Neither the nature of Valeant’s relationship to Philidor, nor Valeant’s increasing dependence on Philidor to achieve its sales and profitability goals, was disclosed to the public by Valeant until investor websites and news organizations revealed suspect aspects of Philidor’s operations and Valeant’s connection to Philidor in or about October 2015. Following and in connection with these revelations, several insurers and other payors terminated their contracts with Philidor, resulting in realization of the payor risk that senior executives at Valeant had sought to avoid by diversifying away from Philidor, and Valeant’s stock price declined dramatically.
TANNER, 39, of Gilbert, Arizona, and DAVENPORT, 48, of Haverford, Pennsylvania, are each charged in four counts: one count of conspiracy to commit honest services wire fraud; one count of honest services wire fraud; one count of conspiring to violate the Travel Act; and one count of conspiring to commit money laundering. Counts One, Two, and Four each carry a maximum sentence of 20 years in prison. Count Three carries a maximum sentence of five years in prison.
The maximum potential sentences in this case are prescribed by Congress and are provided here for informational purposes only, as any sentencing of the defendants will be determined by the judge.
Mr. Bharara praised the work of the FBI. He further thanked the Securities and Exchange Commission for its cooperation and assistance in this investigation. He added that the FBI’s investigation was ongoing.
The charges were brought in connection with the President’s Financial Fraud Enforcement Task Force. The task force was established to wage an aggressive, coordinated and proactive effort to investigate and prosecute financial crimes. With more than 20 federal agencies, 94 U.S. attorneys’ offices, and state and local partners, it is the broadest coalition of law enforcement, investigatory and regulatory agencies ever assembled to combat fraud.
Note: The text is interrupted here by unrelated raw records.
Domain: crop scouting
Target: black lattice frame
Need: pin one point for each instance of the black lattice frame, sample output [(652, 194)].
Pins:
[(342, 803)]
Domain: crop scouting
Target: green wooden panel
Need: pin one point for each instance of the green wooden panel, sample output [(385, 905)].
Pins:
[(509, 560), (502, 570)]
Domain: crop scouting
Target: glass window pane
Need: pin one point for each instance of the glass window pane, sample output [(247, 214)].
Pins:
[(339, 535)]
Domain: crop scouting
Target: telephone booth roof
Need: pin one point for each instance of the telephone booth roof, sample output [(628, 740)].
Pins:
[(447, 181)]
Since its formation, the task force has made great strides in facilitating increased investigation and prosecution of financial crimes; enhancing coordination and cooperation among federal, state and local authorities; addressing discrimination in the lending and financial markets; and conducting outreach to the public, victims, financial institutions and other organizations. Since fiscal year 2009, the Justice Department has filed over 18,000 financial fraud cases against more than 25,000 defendants. For more information on the task force, please visit
www.StopFraud.gov.
This case is being handled by the Office’s Securities and Commodities Fraud Task Force and the Complex Frauds and Cybercrime Unit. Assistant U.S. Attorneys Howard Master, Robert Allen, Richard Cooper, and Ian McGinley are in charge of the prosecution.
The allegations contained in the Complaint are merely accusations, and the defendants are presumed innocent unless and until proven guilty.
[1] As the introductory phrase signifies, the entirety of the text of the Complaint, and the description of the Complaint set forth herein, constitute only allegations, and every fact described should be treated as an allegation.